It was inevitable: Google began honouring Pakistani artists and prominent social figures, who are no more, through its ‘doodles’ in 2015, starting with the legendary qawwal Nusrat Fateh Ali Khan.
It was followed by tributes to Madame Noor Jehan and Nazia Hasan.
Many had wondered why Mehdi Hasan, the king of ghazals and one of the top-notch playback singers of Pakistan, had been ignored.
Well, in the early hours of Thursday, July 18, admirers of the great vocalist got a pleasant surprise when they accessed the search engine to see an impressive image of Mehdi Hasan.
July 18 would have been the late artist’s 91st birthday.
Hasan (or Khan Sahib, as he was known in showbiz circles) passed away on June 13, 2012 in Karachi.
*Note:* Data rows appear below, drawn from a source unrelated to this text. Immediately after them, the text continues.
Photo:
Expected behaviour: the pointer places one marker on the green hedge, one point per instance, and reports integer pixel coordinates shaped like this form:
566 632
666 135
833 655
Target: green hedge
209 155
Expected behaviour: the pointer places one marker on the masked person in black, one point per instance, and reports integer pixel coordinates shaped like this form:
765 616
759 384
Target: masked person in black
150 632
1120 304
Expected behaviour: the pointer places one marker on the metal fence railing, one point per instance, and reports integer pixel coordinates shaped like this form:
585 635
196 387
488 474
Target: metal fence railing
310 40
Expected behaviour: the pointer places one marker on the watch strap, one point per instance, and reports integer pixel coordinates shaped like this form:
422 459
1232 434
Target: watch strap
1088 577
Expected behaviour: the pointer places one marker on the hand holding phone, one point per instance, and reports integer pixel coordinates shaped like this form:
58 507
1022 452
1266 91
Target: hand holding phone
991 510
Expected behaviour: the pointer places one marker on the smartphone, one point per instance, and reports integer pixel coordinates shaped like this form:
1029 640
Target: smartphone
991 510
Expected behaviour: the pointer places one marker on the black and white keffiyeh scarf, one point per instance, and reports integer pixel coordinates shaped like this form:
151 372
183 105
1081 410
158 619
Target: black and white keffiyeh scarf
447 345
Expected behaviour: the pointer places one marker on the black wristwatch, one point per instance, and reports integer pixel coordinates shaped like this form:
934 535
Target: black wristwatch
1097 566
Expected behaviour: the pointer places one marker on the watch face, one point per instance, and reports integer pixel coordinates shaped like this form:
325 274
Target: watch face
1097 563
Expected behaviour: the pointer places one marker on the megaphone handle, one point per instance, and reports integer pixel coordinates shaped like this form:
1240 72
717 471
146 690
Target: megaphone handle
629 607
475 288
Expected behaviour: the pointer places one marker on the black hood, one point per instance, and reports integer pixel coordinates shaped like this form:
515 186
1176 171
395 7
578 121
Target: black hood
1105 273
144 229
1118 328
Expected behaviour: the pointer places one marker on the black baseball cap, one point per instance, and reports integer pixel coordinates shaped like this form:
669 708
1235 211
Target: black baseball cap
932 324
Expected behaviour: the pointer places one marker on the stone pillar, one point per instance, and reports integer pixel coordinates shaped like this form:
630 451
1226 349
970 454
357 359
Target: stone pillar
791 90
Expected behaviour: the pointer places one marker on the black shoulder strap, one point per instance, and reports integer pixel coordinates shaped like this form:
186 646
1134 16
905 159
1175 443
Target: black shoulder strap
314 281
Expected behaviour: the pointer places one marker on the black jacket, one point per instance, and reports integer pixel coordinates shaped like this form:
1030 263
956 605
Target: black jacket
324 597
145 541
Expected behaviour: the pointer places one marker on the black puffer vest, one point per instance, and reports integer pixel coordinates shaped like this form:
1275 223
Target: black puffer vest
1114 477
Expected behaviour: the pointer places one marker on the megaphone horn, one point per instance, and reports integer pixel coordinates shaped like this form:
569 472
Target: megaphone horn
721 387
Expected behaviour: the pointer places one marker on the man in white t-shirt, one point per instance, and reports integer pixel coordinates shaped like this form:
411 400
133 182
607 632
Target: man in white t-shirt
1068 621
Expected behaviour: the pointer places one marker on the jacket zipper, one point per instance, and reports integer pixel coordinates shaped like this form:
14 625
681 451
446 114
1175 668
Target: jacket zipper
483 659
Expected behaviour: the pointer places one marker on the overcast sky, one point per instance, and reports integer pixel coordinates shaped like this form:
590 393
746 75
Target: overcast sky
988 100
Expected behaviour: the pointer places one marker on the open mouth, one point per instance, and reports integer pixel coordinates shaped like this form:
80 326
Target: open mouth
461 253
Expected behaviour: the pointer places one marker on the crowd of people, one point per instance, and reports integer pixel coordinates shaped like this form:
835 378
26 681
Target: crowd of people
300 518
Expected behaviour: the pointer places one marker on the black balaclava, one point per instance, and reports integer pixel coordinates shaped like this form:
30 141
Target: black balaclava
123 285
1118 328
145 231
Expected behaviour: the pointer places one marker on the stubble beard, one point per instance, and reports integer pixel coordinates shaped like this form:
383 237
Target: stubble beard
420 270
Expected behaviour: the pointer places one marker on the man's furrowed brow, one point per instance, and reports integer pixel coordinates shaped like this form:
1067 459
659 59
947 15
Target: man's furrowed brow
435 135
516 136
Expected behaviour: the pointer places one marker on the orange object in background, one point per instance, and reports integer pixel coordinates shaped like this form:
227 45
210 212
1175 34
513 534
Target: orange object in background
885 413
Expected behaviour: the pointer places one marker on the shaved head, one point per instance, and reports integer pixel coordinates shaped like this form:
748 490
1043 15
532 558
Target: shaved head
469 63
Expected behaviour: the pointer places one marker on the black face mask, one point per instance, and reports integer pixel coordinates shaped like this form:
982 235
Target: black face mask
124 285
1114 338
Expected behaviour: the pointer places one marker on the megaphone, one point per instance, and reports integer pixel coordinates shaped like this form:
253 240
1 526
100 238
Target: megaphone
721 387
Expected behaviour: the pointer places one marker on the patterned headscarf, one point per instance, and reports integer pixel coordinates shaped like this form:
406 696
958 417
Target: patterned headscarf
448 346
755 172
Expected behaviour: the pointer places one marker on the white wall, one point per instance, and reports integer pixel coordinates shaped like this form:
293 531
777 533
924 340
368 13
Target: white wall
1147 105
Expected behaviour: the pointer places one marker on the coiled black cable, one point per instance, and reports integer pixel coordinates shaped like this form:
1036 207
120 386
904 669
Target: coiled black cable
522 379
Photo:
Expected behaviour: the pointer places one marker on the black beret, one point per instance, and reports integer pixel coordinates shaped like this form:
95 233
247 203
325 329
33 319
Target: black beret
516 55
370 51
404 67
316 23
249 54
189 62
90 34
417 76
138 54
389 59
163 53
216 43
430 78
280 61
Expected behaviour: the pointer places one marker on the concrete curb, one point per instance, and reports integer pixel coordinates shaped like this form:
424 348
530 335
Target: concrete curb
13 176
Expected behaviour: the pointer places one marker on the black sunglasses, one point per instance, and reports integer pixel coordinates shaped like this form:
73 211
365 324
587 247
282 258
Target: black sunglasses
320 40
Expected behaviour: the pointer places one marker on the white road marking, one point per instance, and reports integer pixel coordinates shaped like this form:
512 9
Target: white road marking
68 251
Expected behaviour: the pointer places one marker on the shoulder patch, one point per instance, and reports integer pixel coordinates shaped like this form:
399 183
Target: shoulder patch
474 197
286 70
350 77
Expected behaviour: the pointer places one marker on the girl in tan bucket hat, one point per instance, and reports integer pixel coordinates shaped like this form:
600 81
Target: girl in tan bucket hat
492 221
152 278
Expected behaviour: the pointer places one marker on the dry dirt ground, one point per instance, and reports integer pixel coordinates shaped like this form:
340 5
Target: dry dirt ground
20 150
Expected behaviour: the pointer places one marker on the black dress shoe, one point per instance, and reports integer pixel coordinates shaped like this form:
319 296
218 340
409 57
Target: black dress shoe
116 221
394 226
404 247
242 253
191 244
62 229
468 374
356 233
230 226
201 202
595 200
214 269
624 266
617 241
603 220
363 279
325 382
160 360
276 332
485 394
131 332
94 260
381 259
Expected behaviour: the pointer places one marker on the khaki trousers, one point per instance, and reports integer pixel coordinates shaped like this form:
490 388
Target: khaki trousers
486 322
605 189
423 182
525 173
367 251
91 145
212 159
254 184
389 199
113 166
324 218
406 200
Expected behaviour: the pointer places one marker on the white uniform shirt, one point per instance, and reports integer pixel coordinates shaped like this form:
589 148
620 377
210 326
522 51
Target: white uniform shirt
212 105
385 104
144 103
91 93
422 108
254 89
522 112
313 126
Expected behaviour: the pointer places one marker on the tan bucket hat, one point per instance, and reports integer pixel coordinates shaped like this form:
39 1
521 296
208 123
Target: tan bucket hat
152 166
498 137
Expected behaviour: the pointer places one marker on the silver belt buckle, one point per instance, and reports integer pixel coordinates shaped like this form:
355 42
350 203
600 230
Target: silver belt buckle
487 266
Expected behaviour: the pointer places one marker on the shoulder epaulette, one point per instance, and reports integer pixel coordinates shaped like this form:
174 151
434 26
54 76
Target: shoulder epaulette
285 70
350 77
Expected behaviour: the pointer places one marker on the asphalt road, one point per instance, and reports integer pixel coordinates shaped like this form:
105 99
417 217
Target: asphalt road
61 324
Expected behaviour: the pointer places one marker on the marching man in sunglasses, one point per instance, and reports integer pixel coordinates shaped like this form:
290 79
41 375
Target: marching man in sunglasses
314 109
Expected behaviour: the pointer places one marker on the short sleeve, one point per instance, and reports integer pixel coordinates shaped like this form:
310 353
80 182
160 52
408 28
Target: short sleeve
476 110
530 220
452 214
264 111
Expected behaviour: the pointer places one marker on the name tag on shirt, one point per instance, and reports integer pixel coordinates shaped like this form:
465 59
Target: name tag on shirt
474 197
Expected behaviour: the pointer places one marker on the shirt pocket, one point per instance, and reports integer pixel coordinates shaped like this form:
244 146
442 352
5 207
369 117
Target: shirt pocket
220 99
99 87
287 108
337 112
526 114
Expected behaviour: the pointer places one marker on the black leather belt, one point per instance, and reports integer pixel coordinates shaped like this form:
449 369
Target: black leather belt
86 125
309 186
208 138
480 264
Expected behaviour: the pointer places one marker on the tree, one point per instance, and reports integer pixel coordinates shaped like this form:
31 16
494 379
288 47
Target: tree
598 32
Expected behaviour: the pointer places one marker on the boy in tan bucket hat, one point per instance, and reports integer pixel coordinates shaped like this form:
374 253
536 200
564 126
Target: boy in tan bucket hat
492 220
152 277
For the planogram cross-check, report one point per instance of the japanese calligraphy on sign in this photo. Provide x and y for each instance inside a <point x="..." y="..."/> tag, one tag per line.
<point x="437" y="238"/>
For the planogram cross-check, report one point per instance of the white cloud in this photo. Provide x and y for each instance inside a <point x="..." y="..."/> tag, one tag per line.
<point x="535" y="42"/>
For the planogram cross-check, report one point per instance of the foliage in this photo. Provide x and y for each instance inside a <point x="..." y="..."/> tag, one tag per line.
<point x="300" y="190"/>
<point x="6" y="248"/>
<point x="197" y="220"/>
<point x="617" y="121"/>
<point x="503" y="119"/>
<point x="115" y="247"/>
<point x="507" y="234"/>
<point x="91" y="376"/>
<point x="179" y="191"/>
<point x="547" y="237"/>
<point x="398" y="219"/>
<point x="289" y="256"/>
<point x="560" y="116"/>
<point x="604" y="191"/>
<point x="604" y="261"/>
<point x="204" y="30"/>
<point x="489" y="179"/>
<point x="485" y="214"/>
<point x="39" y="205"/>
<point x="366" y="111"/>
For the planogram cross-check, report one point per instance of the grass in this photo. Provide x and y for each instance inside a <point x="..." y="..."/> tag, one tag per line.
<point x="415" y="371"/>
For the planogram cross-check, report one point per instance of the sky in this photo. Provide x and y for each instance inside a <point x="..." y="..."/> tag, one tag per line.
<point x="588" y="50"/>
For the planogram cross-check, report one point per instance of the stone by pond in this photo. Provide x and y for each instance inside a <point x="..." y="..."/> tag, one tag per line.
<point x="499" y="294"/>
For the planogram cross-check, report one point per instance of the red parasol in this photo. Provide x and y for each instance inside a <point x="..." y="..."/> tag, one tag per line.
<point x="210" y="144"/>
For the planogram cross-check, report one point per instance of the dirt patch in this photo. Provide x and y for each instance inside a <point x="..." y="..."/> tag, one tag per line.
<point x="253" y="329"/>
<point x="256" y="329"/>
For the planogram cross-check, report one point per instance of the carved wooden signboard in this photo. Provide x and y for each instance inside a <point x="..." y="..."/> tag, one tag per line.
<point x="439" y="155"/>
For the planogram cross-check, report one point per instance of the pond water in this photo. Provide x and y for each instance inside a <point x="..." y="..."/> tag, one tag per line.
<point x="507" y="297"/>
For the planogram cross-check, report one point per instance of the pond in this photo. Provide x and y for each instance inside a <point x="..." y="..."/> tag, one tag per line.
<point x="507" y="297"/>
Interestingly, it was a Thursday.
And Google’s birthday tribute came on the same day of the week.
It is nothing more than coincidence, though.
Hasan was born into a family of musicians in a village called Luna in Rajasthan in 1927.
His father Ustad Azeem Khan was a notable classical musician.
Naturally, Hasan was initially trained in classical singing.
He could also play an instrument or two.
After partition, when his family migrated to Pakistan, Hasan did not think that he could make it as a professional singer, so he did quite a few jobs.
But soon he got the opportunity to be a thumri singer on Radio Pakistan.
It did not take him long to win admirers.
And once he sang for the film Shikar in the late 1950s, there was no looking back.
Hasan went on to lend his voice to many heroes in a number of films, most of which were box office hits.
However, it was his ghazal singing that earned him a position among quality vocalists of that era.
The Faiz Ahmed Faiz ghazal, Gulon mein rang bharey baad-e-nau bahaar chaley that he sang for the film Farangi in 1962 became, and still is, synonymous with his name.
There has never been, nor there will ever be, another Mehdi Hasan in ghazal singing.
The image that Google has come up with shows a younger Hasan, comfortably sitting cross-legged, playing the harmonium, eyes closed as if in a reverie, with a shawl over his shoulder.
Two things other than the artist are readily noticeable in the picture: musical notes floating out of the harmonium, wafting through the air, and the candles placed around him.
Now the candle (shama in Urdu) holds a significant place in Urdu literature, especially when a mushaira is held where poets present their kalaam.
In a mushaira when a poet comes to the podium to recite his ghazal or nazm, the moderator often uses the phrase shama-e-mehfil (the light of the congregation) implying now that the attention is turned towards a particular poet who will read his material.
Also, the metaphor of the shama in Urdu poetry is the oldest.
It signifies the beloved who has the power to consume the lover often portrayed as the parwana (moth).
And Hasan was definitely one of those rare artists who are consumed by their art.